When the node first enters the network, it quickly becomes saturated from the massive number of transactions in existence, and the hash range size plummets as new transactions are seen. As the hash range size decreases, the number of transactions seen and stored decreases too, which in turn causes less transactions to be purged. The hash range size approaches the optimal hash range size, and slowly declines inversely proportional to the size of the network. The saturation threshold can be easily raised or lowered arbitrarily at any time, as the hash range size will automatically adapt. This has some interesting implications for the network: for example, the mean number of replications per transaction will be close to the theoretical maximum given the amount of space available, making maximum utilization of the space available to provide maximum security with the resources available at any given time, unlike current DLTs, which have to account for the lowest common denominator of node while not fully utilizing larger ones. As well, this eliminates permanodes completely: Because permanodes need to be powerful enough and have enough space and bandwidth to receive and store every transaction ever, only very few will be able to afford to run and maintain one, and this could potentially create an enormous bottleneck and centralize permanodes, possibly leading to monopolies on data.

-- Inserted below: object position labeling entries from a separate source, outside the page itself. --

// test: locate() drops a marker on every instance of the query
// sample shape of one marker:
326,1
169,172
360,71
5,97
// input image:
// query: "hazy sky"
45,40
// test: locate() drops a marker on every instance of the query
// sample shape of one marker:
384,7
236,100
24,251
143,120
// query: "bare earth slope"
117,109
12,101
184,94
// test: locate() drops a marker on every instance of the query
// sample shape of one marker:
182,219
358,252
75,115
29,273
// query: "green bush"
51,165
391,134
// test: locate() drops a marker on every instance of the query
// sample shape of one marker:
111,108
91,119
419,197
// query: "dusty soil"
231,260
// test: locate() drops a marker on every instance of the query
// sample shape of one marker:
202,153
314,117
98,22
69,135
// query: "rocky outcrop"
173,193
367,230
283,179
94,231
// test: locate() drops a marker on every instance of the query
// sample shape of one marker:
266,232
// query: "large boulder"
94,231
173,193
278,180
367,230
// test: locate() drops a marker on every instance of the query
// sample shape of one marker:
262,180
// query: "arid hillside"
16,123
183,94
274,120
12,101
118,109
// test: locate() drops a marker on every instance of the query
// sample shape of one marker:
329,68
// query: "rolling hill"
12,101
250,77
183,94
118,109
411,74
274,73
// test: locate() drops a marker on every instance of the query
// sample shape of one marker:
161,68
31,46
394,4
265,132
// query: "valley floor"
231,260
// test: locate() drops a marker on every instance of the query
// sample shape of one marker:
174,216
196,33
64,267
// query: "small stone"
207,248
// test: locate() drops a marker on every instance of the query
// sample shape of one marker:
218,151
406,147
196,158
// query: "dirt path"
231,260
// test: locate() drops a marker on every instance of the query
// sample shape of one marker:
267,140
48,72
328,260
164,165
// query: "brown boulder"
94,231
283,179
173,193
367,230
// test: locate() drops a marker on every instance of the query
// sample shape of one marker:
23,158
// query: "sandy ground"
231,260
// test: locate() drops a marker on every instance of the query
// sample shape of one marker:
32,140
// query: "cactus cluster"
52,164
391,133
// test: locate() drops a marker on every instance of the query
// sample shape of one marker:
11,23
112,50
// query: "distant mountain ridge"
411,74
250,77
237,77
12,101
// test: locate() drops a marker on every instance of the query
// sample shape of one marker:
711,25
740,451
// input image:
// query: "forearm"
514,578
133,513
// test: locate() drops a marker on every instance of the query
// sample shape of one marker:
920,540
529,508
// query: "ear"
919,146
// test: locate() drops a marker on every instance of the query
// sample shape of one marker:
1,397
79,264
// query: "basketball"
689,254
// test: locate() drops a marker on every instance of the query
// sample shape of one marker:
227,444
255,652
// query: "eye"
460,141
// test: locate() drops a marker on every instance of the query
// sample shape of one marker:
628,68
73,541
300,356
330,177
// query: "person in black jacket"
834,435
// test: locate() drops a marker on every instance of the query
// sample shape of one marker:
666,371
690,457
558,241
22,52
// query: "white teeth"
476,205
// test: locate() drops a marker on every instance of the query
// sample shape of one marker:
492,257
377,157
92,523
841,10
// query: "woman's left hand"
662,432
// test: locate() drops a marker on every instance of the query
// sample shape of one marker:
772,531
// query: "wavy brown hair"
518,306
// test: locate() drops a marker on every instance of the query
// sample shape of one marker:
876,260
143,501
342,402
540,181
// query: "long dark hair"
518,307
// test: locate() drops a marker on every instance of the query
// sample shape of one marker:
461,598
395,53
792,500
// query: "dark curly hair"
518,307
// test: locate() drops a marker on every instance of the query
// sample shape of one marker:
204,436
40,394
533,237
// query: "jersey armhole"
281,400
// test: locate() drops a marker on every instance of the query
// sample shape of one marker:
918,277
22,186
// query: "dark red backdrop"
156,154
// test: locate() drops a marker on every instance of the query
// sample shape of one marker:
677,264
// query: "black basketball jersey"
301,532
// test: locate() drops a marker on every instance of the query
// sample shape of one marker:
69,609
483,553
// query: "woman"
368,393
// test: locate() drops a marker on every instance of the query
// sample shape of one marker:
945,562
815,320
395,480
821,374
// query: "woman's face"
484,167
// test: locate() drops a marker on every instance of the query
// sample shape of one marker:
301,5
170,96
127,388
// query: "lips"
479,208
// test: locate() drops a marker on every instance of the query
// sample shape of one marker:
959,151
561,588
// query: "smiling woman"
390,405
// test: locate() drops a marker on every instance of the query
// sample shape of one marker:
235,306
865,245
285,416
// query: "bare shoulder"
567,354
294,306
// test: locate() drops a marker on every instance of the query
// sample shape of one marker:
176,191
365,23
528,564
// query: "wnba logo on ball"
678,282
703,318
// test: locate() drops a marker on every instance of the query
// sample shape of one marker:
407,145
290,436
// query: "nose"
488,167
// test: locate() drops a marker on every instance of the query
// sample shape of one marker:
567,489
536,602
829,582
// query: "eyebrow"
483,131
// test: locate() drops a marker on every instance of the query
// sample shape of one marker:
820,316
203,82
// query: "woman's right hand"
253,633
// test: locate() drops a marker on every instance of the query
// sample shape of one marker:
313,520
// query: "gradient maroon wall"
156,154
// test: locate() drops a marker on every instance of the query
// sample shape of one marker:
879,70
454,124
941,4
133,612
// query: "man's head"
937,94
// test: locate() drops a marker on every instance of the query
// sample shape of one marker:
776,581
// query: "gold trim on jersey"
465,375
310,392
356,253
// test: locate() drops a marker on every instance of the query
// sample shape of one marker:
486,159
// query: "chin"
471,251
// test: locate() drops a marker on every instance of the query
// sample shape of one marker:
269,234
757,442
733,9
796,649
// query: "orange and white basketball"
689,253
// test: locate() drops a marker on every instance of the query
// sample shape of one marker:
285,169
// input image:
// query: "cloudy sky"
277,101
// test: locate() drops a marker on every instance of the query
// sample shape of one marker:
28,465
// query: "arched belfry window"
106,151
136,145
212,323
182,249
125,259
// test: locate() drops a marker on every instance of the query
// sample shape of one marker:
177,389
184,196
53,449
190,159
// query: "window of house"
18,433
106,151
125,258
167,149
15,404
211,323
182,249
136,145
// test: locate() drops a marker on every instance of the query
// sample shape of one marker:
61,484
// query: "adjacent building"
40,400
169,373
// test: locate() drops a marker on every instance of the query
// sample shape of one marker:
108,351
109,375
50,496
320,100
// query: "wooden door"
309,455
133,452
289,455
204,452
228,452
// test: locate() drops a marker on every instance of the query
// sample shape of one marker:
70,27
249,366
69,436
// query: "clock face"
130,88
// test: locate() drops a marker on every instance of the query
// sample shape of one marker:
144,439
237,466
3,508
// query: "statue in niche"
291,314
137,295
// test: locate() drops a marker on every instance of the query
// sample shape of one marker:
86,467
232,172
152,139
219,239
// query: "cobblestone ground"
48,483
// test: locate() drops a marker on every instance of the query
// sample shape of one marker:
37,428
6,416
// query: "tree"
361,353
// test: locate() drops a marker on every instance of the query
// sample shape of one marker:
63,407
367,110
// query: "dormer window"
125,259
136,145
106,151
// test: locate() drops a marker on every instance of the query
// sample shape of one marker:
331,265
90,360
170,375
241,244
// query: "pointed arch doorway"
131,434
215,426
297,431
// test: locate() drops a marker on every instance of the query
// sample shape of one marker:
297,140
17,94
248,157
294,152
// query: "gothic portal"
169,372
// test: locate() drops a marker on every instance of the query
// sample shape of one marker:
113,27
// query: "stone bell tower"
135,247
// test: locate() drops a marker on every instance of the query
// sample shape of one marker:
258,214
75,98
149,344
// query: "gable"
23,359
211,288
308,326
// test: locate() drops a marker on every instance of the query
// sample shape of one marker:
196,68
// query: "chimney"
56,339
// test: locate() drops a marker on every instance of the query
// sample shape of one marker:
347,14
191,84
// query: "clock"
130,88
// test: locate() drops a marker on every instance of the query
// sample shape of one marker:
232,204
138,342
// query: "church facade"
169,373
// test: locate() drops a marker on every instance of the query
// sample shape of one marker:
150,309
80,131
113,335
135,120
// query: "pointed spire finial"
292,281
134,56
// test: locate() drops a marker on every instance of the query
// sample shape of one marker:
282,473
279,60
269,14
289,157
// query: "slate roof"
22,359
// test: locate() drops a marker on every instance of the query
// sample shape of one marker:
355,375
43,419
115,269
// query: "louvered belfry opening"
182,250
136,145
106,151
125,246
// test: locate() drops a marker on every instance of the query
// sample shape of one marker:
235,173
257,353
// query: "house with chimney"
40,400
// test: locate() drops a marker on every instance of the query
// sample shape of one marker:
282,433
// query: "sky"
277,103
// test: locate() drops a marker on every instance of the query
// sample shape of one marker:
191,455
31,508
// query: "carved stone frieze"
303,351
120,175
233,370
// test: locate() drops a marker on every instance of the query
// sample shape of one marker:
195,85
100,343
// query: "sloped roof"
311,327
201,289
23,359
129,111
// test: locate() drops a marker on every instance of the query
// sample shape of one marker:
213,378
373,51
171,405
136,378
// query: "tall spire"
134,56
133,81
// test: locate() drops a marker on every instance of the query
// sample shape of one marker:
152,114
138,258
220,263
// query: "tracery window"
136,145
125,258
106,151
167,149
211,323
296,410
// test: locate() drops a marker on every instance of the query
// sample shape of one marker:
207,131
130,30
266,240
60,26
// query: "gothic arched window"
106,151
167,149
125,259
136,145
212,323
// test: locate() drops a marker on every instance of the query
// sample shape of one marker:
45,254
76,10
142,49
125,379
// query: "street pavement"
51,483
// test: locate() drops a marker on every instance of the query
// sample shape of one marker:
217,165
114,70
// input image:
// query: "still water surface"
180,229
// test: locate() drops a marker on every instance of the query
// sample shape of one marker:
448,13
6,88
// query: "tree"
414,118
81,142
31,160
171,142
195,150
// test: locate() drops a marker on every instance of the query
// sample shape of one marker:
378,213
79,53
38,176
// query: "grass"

This article omits many implementation details for the sake of simplicity. A few such potential enhancements include: using an expensive hash function for node id hash to increase difficulty of eclipse attacks; rebroadcasting dropped transactions to better ensure transactions are not lost; or each node generating several node identities and then discarding all but the one that is the farthest from every neighbor’s transaction ranges, to help ensure uniform distribution. Additionally, this system requires altruism of nodes. An incentive system to encourage node operators to allocate more space to their nodes than the bare minimum would also be a vitally important component (possible solutions include nodes prioritizing neighbors that can prove to have more transactions stored; but that’s a topic for another day!). However, since this would make running a node viable on nearly any denomination of device, it would encourage users to run their own nodes, which would in turn lead to a homogenization of the network, eliminating the divide between users and node operators. These are all topics for future work; we reiterate that this is by no means a finished protocol, and invite any questions, comments, and criticisms.